针对现有技术的不足,本发明的目的在于提供一种气相色谱法检测α-核糖甲磺酸酯中残留溶剂的方法,包括以下步骤:For the deficiencies in the prior art, the object of the present invention is to provide a method for gas chromatography detection of residual solvent in α-ribose mesylate, comprising the following steps:

1)仪器与色谱条件的选择:气相色谱仪;色谱柱为DB-WAX(30m×0.53mm×1.0μm)毛细管色谱柱;采用FID检测器,色谱柱初始温度为35-45℃,保持时间为8-12min,然后以8-12℃/min的升温速率升至80℃,再以35-45℃/min的升温速率升至色谱柱最终温度为250℃,色谱柱最终温度保持时间为2-5min;载气为氮气,所述载气流速为2.5-3.5ml/min,分流比为20:1;进样口温度为190-210℃,检测器温度为240-260℃;进样方式为顶空进样,平衡温度90℃,定量环温度100℃,传输线温度110℃,平衡时间30min;进样体积为1.0mL。1) Selection of instrument and chromatographic conditions: gas chromatograph; the chromatographic column is DB-WAX (30m×0.53mm×1.0μm) capillary column; using FID detector, the initial temperature of the chromatographic column is 35-45°C, the holding time is 8-12min, and then the temperature is raised to 80°C at a rate of 8-12°C/min, and then the final temperature of the column is raised to 250°C at a rate of 35-45°C/min. The time is 2-5min; the carrier gas is nitrogen, the carrier gas flow rate is 2.5-3.5ml/min, the split ratio is 20:1; the inlet temperature is 190-210°C, the detector temperature is 240-260°C; the sampling method is headspace injection, the equilibrium temperature is 90°C, the loop temperature is 100°C, the transfer line temperature is 110°C, and the equilibrium time is 30min; the injection volume is 1.0mL.

2)配制溶液,配制下列溶液:2) Prepare the solution and prepare the following solutions:

a.空白溶液(稀释剂):二甲基亚砜;a. blank solution (diluent): dimethyl sulfoxide;

b.对照品溶液:称取丙酮0.5g、二氯甲烷0.06g、四氢呋喃0.072g、乙酸乙酯0.5g、甲苯0.089g、乙醚0.5g、乙腈0.041g、二氟溴乙酸乙酯0.1g,置50ml量瓶中,用稀释剂稀释至刻度,摇匀,作为储备液;移取储备液2.0ml,置100ml量瓶中,用稀释剂稀释至刻度,摇匀,再精密量取5.0ml置20ml顶空瓶中,加盖密封。C.供试品溶液:取α-核糖甲磺酸酯0.2g,置20ml顶空瓶中,加5.0ml稀释剂溶解,加盖密封,摇匀,即得,平行配2份。b. Reference substance solution: Weigh 0.5g of acetone, 0.06g of dichloromethane, 0.072g of tetrahydrofuran, 0.5g of ethyl acetate, 0.089g of toluene, 0.5g of diethyl ether, 0.041g of acetonitrile, and 0.1g of ethyl difluorobromoacetate, put them in a 50ml measuring bottle, dilute to the mark with a diluent, shake well, and use it as a stock solution; pipette 2.0ml of the stock solution and put it in a 100ml measuring bottle , dilute to the mark with a diluent, shake well, then accurately measure 5.0ml, place it in a 20ml headspace bottle, and seal it with a cap.

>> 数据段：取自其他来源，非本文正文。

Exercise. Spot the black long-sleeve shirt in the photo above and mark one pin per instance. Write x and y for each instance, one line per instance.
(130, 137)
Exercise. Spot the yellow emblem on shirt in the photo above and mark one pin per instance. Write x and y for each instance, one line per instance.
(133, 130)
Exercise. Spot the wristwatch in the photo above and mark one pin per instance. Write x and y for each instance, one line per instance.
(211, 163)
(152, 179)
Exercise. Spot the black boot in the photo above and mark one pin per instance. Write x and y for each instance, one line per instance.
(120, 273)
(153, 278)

C. The test solution: take 0.2g of α-ribose mesylate, put it in a 20ml headspace bottle, add 5.0ml of diluent to dissolve, seal it with a cap, shake well, and prepare 2 parts in parallel.

按下述序列表进样:Inject samples according to the following sequence table:

名称name 进样针数Number of needles 空白溶液blank solution ≥1针≥1 needle 对照品溶液Reference solution 6针6 pins 供试品溶液Test solution 各进1针1 stitch each

α-核糖甲磺酸酯供试品溶液中各个溶剂按加外标法以峰面积计算。Each solvent in the α-ribose mesylate solution of the test product is calculated by the peak area by adding an external standard method.

优选地,本发明所述气相色谱分析选定的色谱条件如下:Preferably, the selected chromatographic conditions for gas chromatography analysis of the present invention are as follows:

采用FID检测器;Using FID detector;

色谱柱:DB-WAX(30m×0.53mm×1.0μm)毛细管色谱柱;Chromatographic column: DB-WAX (30m×0.53mm×1.0μm) capillary column;

程序升温:起始温度为40℃,维持10分钟,以每分钟10℃升温至80℃,再以每分钟40℃升温至250℃维持3分钟。Programmed temperature rise: the initial temperature is 40°C, maintained for 10 minutes, raised to 80°C at a rate of 10°C per minute, and then raised to 250°C at a rate of 40°C per minute and maintained for 3 minutes.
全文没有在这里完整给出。